Living in rural areas and coal burning for heat were found to be risk factors for developing COPD.
Smoking is a known risk factor for chronic obstructive pulmonary disease (COPD), but a recent study sheds some light on risk in never-smokers. Specifically, living in rural areas and coal burning for heat were found to be risk factors for developing COPD.
According to the American Lung Foundation, COPD effects over 11 million in the United States and is the third leading cause of disease-related death. Additionally, living in isolated rural areas has been linked to the development and prevalence of other chronic diseases due to lack of access to healthcare, poverty, and environmental exposures.
“This is the first study to report together individual, community, and geographic risk factors for COPD throughout the US,” says co-author Meredith McCormack, MD, MHS, associate professor of medicine and medical director of the Pulmonary Function Laboratory at Johns Hopkins University (JHU).
“We wanted to measure the burden of disease and identify those most affected, both critical steps in defining strategies to prevent COPD and manage existing disease,” added co-author, Sarath Raju, MD, Internist at JHU.
Data from the years 2012-2015 was pulled from the National Health Interview Survey (NHIS), a cross-sectional household survey conducted annually by the National Center for Health Statistics (NCHS). All subjects were aged 40 years or older and self-reported a COPD diagnosis.
Urbanization was evaluated using the 2013 NCHS Urban-Rural Classification that divides counties into 6 categories: large metro, central (urban); large metro, fringe (suburban); medium metro; small metro, micropolitan (rural), and non-core (rural).
The American Community Survey was used to collect information about environmental exposures at the census level that may increase COPD risk, including poverty, jobs associated with developing lung disease, and household heating sources. Census tracts were divided into poor and non-poor, based on whether 20% of households were living below poverty line.
Never-smokers were defined as those that smoked less than 100 cigarettes in their lifetime; smoking exposure was appraised by the number of smoking years per participant.
Of the 90,334 subjects, 14.9% lived in rural counties, and 15.7% lived in poor census tracts. Almost half were current or former smokers (43.9%), while 23.2% were never-smokers. Among the current or former smokers, 13.5% had COPD and 4.3% of never-smokers had COPD.

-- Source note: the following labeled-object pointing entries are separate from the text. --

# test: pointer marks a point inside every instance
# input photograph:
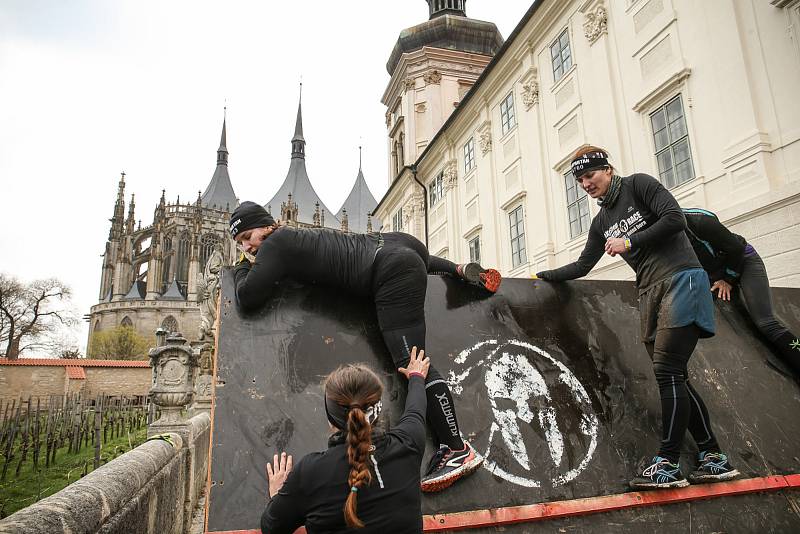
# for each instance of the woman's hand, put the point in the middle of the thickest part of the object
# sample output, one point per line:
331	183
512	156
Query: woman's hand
277	472
724	289
615	245
418	363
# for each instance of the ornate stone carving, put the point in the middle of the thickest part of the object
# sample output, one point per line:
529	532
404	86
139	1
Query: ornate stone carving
530	90
414	206
485	137
450	175
485	142
596	23
173	366
432	77
208	296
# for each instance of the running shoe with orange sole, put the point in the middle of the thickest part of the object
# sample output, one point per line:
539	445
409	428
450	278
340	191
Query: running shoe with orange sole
489	279
447	466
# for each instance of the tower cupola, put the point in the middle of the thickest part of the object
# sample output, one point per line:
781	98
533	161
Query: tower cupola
442	7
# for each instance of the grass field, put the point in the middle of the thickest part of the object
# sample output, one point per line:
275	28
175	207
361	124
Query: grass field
31	485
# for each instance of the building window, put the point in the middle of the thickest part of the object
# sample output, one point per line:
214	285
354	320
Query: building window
671	140
435	190
182	266
397	221
167	253
208	244
469	155
561	55
475	249
507	118
577	207
517	228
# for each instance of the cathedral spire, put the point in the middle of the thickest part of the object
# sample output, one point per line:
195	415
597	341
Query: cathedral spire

Rural regions had the highest prevalence of COPD (12.7%). Within those areas, the rural poor had the highest occurrence of COPD (15.7%), compared to 12% in rural non-poor communities. Non-poor urban communities had the lowest prevalence of COPD (6.1%).
Living in a rural census tract predicted COPD even after adjusting for residence, age, sex, race, smoking status, household wealth, education, community poverty, health insurance, and solid fuel use. The association was the same among never-smokers (OR 1.34, p<.001) and current or former smokers (OR 1.19, p .031).

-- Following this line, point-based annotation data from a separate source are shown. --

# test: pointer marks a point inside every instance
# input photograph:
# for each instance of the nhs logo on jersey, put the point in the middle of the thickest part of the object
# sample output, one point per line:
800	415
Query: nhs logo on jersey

Poverty increased the chances of COPD by 8%, while wealth (including college education) and home ownership lowered those chances.
For never-smokers, there was a strong link between using coal as a fuel source and developing COPD, increasing the odds by 9%.
The study demonstrates the high burden of COPD in poor, rural communities and gives insight into the role that environmental exposures—including heating with coal—play in COPD development.
“Isolation from major academic medical centers and lack of dedicated resources for research have contributed to the difficulty in studying individuals living in rural, poor areas,” says McCormack. “Typically, larger COPD studies have been based from major academic centers, which are often far from rural communities.”
However, some of this is changing. The COPD Foundation and the National Institutes of Health (NIH) COPD National Action Plan are beginning to focus efforts on improving care and building a research infrastructure for patients with COPD in rural areas. McCormack’s research group at JHU has partnered with Eastern Tennessee State University to launch a study focused on understanding the impact of household air pollution on individuals living with COPD in Appalachia.
“We believe that through similar partnerships, the scientific community ca benefit from shared knowledge across institutions, while also building an infrastructure to better understand and address the growing epidemic of COPD,” says McCormack.
The study, “Rural Residence and Poverty are Independent Risk Factors for COPD in the United States”, was published on November 2, 2018, in the American Thoracic Society’s American Journal of Respiratory and Critical Care.